The netdump service has been enabled, next time I hope to gather a coredump.

Comment 4 Gatis Visnevskis 2007-02-17 13:11:49 UTC
Reproduce is easy.
Make shell script:
mount -o vers=2 nfsserver:/share /point
cp some file
sleep 1;
umount
repeat

disabling hyper-threading in cpu helps, also booting uni-cpu kernel makes crash
not soo often and in different place

Comment 5 Leroy van Logchem 2007-02-17 16:49:31 UTC
http://people.redhat.com/~jbaron/rhel4/SRPMS.kernel/kernel-2.6.9-48.EL.src.rpm
solved the problem here, YMMV.

Comment 6 Gatis Visnevskis 2007-02-19 13:25:48 UTC
I think, this is duplicate of BUG 191831.

Thanks for this.

Is this latest kernel tested? Is it supported?
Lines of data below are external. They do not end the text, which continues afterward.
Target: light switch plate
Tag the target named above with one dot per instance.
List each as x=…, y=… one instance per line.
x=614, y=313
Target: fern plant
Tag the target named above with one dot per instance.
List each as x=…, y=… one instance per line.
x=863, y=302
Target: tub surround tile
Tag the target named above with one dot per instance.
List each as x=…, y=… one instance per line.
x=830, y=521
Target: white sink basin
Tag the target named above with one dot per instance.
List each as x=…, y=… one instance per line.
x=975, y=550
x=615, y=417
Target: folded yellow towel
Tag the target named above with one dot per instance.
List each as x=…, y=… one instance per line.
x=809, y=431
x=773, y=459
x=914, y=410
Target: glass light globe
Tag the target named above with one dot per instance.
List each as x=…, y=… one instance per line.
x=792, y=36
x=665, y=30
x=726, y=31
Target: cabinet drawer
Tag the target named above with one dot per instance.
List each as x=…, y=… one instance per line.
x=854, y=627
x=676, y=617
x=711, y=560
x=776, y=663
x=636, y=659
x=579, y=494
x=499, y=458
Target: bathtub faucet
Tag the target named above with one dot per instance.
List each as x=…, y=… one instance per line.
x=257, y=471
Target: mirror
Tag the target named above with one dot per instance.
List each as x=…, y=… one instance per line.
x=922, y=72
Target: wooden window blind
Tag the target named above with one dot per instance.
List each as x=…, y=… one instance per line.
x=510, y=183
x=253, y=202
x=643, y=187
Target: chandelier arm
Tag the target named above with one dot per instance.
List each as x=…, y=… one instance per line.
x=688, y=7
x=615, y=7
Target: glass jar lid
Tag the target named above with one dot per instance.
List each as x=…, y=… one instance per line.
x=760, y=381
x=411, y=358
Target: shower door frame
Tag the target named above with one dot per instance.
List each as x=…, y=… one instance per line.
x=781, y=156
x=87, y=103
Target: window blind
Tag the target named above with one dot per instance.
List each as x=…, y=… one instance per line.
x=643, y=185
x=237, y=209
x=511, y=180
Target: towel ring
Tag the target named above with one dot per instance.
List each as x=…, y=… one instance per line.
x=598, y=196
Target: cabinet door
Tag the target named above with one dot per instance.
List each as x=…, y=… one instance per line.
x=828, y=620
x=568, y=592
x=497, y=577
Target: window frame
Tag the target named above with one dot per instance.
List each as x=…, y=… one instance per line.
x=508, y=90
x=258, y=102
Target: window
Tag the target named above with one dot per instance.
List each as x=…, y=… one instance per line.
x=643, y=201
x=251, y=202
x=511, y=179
We are going to put it on production server.
(after some testing, of course :)


Comment 7 Gatis Visnevskis 2007-02-20 15:05:26 UTC
Hmm, i expected different result with -48 kernel:
(from Solaris 8/Sparc box)

mount -o vers=2 srv2:/share /mnt/nfs/share
NFS getattr failed for server srv2: error 9 (RPC: Program/version mismatch)
nfs mount: mount: /mnt/nfs/share: I/O error


Comment 8 Peter Staubach 2007-02-28 21:33:43 UTC
The situation described in Comment #7 is a bug in Solaris.  I recall
fixing it quite sometime ago in a newer Solaris release.  I would
suggest upgrading or at least complaining to the Solaris folks.  It
is definitely fixed in Solaris 10 GA.

*** This bug has been marked as a duplicate of 191831 ***